For decades, the decomposition of calcium carbonate (CaCO3) during cement production has been a major source of CO2 emissions, accounting for approximately 60% of the industry's total carbon footprint.

Preliminary findings indicate that this novel catalytic process drastically reduces carbon emissions by approximately 80% compared to conventional Calcium Carbonate decomposition. This significant reduction offers a promising pathway for achieving deep decarbonization within the Cement Industry, which currently accounts for roughly 8% of global CO2 emissions.

The research team, led by Dr. Zhenggang Liu and Dr. Rui Lu, drew inspiration from the metallic composition of byproducts from the steel industry, including ironmaking slag, steelmaking slag, dust, and sludge. They engineered a simulated steel-derived solid waste composed of iron (Fe), aluminium (Al), and zinc (Zn) to act as a catalyst. When this catalyst is introduced into a methane (CH4) atmosphere alongside calcium carbonate, it triggers a co-thermal reaction. This reaction efficiently breaks down the calcium carbonate, producing calcium oxide (CaO) – a key component of cement – and valuable syngas, a mixture of hydrogen (H2) and carbon monoxide (CO) widely used in energy and chemical industries.

A particularly exciting aspect of this innovation is that the catalytic materials do not need to be removed after the reaction. Instead, they can be directly incorporated into the cement clinker, the granular material that forms the basis of cement. This seamless integration with existing production lines minimizes disruption and reduces waste generation.

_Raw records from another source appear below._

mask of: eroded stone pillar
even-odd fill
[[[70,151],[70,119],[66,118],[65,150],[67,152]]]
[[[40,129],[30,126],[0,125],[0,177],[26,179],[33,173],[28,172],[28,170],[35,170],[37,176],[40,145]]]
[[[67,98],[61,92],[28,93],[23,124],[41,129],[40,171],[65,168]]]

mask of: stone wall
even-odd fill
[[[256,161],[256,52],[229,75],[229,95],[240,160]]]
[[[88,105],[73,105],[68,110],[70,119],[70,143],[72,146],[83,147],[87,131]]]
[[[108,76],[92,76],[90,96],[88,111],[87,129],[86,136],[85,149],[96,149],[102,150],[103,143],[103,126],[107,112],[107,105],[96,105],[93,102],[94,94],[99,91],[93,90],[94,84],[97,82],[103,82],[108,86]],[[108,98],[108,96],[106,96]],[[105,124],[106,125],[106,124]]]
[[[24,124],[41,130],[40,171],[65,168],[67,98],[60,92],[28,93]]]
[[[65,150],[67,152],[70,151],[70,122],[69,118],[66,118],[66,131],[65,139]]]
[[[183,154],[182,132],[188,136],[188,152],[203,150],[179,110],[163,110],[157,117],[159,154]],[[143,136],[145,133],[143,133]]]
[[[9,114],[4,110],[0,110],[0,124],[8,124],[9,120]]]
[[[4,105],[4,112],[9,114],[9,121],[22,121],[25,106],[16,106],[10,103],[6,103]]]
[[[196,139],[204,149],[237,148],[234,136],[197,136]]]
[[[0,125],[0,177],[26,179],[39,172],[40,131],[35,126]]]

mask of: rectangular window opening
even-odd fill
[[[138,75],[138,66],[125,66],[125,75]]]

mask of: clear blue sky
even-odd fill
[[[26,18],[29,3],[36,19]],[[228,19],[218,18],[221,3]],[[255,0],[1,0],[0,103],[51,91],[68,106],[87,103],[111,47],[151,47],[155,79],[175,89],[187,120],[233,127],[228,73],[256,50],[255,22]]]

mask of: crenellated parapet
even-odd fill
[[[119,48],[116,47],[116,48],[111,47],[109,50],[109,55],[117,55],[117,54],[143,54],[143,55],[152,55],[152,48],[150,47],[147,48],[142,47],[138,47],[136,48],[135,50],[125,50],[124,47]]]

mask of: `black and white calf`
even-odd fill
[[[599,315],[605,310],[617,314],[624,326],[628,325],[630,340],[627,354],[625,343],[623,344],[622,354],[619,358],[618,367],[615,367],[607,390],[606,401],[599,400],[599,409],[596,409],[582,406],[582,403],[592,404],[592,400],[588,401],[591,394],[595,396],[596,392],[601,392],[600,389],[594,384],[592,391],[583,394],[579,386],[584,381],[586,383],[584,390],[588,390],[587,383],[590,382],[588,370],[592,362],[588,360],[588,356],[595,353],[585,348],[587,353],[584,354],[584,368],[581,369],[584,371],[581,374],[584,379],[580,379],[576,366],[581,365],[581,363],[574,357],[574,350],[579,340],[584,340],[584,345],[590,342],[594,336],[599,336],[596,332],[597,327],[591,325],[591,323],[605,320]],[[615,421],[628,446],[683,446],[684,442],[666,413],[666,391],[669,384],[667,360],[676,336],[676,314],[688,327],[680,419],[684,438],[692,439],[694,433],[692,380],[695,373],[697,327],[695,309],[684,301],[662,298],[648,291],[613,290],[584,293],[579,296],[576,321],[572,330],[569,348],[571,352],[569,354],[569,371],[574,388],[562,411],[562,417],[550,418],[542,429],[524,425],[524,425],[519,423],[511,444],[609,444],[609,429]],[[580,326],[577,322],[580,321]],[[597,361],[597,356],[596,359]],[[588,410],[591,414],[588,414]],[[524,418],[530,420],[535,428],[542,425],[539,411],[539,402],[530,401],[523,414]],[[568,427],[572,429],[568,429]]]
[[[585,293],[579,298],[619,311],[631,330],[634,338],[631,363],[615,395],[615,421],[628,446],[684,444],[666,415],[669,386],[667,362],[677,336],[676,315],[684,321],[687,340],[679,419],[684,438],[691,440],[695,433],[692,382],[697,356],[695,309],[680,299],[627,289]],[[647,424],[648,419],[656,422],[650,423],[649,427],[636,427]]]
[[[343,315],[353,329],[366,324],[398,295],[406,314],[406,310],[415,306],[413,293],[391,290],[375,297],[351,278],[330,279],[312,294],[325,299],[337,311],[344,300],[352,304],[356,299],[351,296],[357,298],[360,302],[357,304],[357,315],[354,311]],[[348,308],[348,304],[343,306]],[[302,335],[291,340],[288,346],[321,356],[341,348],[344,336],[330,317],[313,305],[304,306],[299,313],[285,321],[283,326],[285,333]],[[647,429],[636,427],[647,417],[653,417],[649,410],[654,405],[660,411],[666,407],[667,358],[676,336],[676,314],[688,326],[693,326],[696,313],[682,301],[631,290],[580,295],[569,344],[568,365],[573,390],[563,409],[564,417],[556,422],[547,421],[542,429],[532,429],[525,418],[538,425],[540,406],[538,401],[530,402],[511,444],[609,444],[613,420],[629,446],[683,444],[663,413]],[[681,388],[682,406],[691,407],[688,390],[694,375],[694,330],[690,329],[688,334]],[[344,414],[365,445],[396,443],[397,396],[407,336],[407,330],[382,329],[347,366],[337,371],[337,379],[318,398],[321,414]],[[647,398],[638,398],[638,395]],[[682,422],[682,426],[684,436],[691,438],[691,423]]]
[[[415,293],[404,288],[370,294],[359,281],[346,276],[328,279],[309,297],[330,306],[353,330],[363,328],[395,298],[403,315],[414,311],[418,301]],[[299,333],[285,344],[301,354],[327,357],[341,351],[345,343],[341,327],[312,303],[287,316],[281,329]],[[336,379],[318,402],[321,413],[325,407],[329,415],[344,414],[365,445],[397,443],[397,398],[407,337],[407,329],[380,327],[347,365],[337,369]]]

The study identified two distinct reaction pathways underpinning this efficient process. The direct pathway involves adsorbed methane interacting with the carbon-oxygen bond at the calcium-iron interface, directly yielding carbon monoxide and hydrogen. The second pathway involves the traditional decomposition of CaCO3 into CaO and CO2, followed by the CO2 reacting with activated methane. The researchers also discovered that adding aluminium and zinc enhances the catalyst's surface area and the distribution of active iron oxide sites, further boosting the process's performance.

Initial life cycle analysis (LCA) suggests substantial environmental benefits if this method is scaled up for industrial application, without requiring a complete overhaul of existing cement plants.